I finger the three tiny prongs, testing their sharpness as he drones on about the bruises on his forearms and how an honest day’s work used to mean something.

And I’m quite sure it did, back in 1810 when this blasted conversation began. But it’s March 1870, and I’ve been sitting on this hard wooden stool for what feels like an eternity. I slip my grandfather’s pocket watch out of my waistcoat. A patina creeps around the edge; it’s in need of a good scrub. Much like this bloke’s teeth.

Half past eleven. I’ve been listening to this drunkard for nearly two hours. I signal the barkeep.

“The bill, mate, if you’d be good enough,” I say.

The barkeep nods and raises an eyebrow at the chap with the flapping tongue next to me as if to commiserate. He must be a regular. Which means this is my first and likely my last time here.

We all have our favorite haunts. London is full of taverns, all wood and brass and smelling of gin and ale, indistinguishable to the novice. But for working men like us, the stool we choose in the establishment we call our own is as personal a fit as the undergarments we wear, the tobacco we smoke, and the girls we chase.

Girls like that stunning gazelle that’s strolling through the door. Those long blond waves may frame her face like a mane, but still I’m the lion. Ready to stalk, hunt, and pounce.

Perhaps fate isn’t punishing me, after all. Sending me here because my local establishment was closed on account of consumption. That dastardly disease ends in death more times than not and it’s festering in every grimy corner of this city. It’s like London’s one vile bloody hacking cough.

The blond swivels her head, and her flowing waves float down to her ample bosom, erasing every dull word that’s escaped through this bloke’s yellowed teeth and cracked lips.

That blue jacquard silk dress with its lace collar and sleeves marks her as someone who wouldn’t step foot through a tavern such as this under normal circumstances. Perhaps she’s lost. Ooh, how I hope she’s lost. I’m quite good with directions. Transport’s my vocation, after all.

“Do you see him, love?” she says. Her full bustled skirt swishes behind her as she steps aside and pulls a mangy looking girl in a tattered woolen dress forward.

Ah, of course. This happens at least once every Friday night in taverns of this ilk, my own faithful one included. The wife cloistered at home with a baby suckling at each breast sends an older child round the local pubs to scrounge up her drunken husband before he exhausts all his wages on booze and cards.

The little girl spits out the finger she’s been gnawing on and points the drool-covered digit straight at me.

Blondie’s blue eyes widen and her long lashes flirt with her eyebrows. I’m not sure whether I should be insulted or flattered that all it takes is one glance for her to doubt my potential fatherhood status.

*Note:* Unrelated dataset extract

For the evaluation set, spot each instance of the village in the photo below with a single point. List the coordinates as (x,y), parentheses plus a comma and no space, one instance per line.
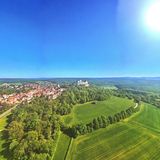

I shake my head and slide back on my stool, fully exposing the ladder man beside me, who’s currently slumped over the wood bar. Still jabbering on, mind you.

“Yes, yes, the cans of paste are heavy, chap, I know,” I say, patting his forearm.

He winces. Right, the bruises. As a ladder man, he has to drape heavy cans of paste over this arms so his hands are free—one to hold the edge of the exceedingly tall ladder he has to climb and the other to grasp the thick posters advertising everything from shoeshine to nappies. He slops on paste and unfurls his banners to hang these advertisements on buildings throughout this city that wants and needs so much as to create an army of ladder men to display it all.